Par rapport à la conférence, c’était le moment de passer au deuxième exercice. Les gens étaient assis face à face, certains ont changé de place comme si pour être en alliance ils devaient apporter une autre modification ou être en terrain neutre. En tout cas, chaque binôme avait construit son système.

En coaching systémique nous avons l’habitude de dire que quand un coach et face à son client que celui-ci soit individuel, équipe ou une organisation, ils forment un système. Le coach fait partie du système.

Le deuxième exercice est donc centré sur le système qu’ils ont construit, sachant maintenant que nous sommes en train de prendre conscience que ce système ne s’est certainement pas construit par hasard.

EXERCICE : QUELS SONT VOS POINTS EN COMMUN ?

Chaque binôme avait un quart d'heure pour échanger afin de voir s’ils avaient des points communs. Trois personnes sont arrivées en retard, je leur ai demandé de travailler ensemble.

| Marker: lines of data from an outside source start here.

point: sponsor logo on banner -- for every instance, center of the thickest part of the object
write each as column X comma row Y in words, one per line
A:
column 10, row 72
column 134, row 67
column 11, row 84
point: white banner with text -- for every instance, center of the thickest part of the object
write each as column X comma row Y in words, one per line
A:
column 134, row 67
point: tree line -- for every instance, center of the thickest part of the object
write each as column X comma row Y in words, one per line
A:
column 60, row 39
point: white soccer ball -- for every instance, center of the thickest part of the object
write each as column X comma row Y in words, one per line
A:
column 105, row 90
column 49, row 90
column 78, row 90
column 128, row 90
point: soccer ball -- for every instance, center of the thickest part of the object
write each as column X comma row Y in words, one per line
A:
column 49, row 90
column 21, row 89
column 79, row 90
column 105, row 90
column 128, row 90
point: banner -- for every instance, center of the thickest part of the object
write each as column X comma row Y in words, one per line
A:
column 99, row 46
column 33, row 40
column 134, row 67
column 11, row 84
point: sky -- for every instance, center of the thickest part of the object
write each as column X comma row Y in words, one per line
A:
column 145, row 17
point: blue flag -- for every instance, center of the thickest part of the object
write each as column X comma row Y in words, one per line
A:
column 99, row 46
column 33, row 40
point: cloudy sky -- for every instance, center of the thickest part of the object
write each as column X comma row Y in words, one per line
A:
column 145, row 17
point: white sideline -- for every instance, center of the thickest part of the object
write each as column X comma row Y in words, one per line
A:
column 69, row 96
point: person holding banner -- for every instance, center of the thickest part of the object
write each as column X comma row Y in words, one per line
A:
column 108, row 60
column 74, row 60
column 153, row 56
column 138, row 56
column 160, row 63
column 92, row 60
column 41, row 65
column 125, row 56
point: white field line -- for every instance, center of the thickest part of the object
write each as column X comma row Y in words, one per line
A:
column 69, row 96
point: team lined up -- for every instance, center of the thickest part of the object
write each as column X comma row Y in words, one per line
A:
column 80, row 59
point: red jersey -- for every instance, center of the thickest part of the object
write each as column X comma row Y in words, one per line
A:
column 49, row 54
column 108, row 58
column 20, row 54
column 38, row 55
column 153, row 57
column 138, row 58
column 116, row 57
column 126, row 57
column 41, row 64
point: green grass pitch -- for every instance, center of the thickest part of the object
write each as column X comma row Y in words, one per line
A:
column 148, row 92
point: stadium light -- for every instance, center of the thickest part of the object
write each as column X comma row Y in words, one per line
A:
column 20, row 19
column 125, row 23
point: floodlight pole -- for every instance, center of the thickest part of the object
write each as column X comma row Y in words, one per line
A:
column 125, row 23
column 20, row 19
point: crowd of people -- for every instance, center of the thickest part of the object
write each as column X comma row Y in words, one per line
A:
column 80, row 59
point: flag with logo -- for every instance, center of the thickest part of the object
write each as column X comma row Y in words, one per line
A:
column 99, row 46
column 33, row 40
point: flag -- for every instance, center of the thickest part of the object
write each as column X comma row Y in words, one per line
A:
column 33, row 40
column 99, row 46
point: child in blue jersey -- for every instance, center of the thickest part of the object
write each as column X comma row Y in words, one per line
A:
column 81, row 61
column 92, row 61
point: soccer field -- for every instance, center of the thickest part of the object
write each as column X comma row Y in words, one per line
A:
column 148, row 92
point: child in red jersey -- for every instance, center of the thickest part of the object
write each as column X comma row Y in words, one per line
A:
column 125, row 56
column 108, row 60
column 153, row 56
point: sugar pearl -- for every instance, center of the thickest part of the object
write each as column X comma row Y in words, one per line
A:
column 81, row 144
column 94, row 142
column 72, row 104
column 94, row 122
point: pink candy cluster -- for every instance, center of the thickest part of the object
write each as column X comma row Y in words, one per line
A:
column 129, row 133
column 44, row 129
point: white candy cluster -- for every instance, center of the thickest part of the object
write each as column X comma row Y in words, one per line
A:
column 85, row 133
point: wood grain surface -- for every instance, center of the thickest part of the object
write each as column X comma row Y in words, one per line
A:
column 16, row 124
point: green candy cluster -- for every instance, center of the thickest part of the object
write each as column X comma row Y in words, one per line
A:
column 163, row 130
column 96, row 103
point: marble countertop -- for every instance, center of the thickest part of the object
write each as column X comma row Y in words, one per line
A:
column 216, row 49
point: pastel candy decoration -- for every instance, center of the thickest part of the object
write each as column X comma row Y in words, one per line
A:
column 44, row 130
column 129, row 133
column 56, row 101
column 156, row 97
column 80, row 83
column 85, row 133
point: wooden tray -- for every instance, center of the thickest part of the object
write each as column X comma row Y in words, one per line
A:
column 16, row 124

Après un quart d'heure, j'ai demandé s’ils ont trouvé des points communs entre eux. 100 % des binômes ont trouvé des points communs. Certains ont bien voulu commenter en public et d’autres m’ont commenté à la fin de la conférence :

  • Deux personnes du même binôme étaient Argentins => il y avait seulement 4 Argentins dans la salle, c'est-à-dire moins de 5% de la salle.
  • Deux personnes qui ne se connaissaient pas avaient travaillé à des moments différents de leur vie dans la même société => il y avait trois autres personnes qui avaient travaillé pour la même société, c'est-à-dire moins de 5% de la salle.
  • Deux personnes se sont rendus compte qu’elles avaient la même peur et que celle-ci les hantait et qu’ils ne savaient pas pourquoi ils ont eu envie d’en parler ensemble.
  • Une de mes élèves de l’école Metasystème a choisi un homme sans savoir que c’était le mari d’une autre élève de l’école et lui aussi ne savait pas qui elle était. 
  • Les trois qui sont arrivés en retard avaient la même raison d’être ici : ils venaient chercher de l’information car depuis plusieurs semaines ils ont pris la décision de se former au métier de coach.
Debout depuis l’estrade, j’avais une position pour pouvoir voir d’autres points communs des binômes qui représentaient moins de 5% de la salle :
  • Deux femmes avaient les cheveux très longs
  • Deux hommes avec une cravate de couleur vive
  • Un homme et une femme pratiquement de la même taille étaient habillés tous les deux en blanc.

Commentaires:

Tout d’abord, nous savons que dans nos pays occidentaux, si nous mettons deux personnes ensemble on arrivera toujours à trouver un point en commun. En même temps, l’enjeu ici est biaisé puisque justement l’enjeu c’est de trouver des points communs donc nous en trouverons. Toutefois, ce qui est étrange ici est que les personnes qui ont exprimées leurs points communs se retrouvent sous la loi statistique appelée « les fluctuations aléatoire d'échantillonnage » que l’on appelle aussi par opposition à la loi des 80/20 de Pareto, la loi des 95% / 5% (pour information, appelé ainsi c’est faux mathématiquement parlant). Toutefois, dans ces cas, les statisticiens en arrivent à la conclusion suivante : l’absence de preuve n'est pas la preuve d'absence.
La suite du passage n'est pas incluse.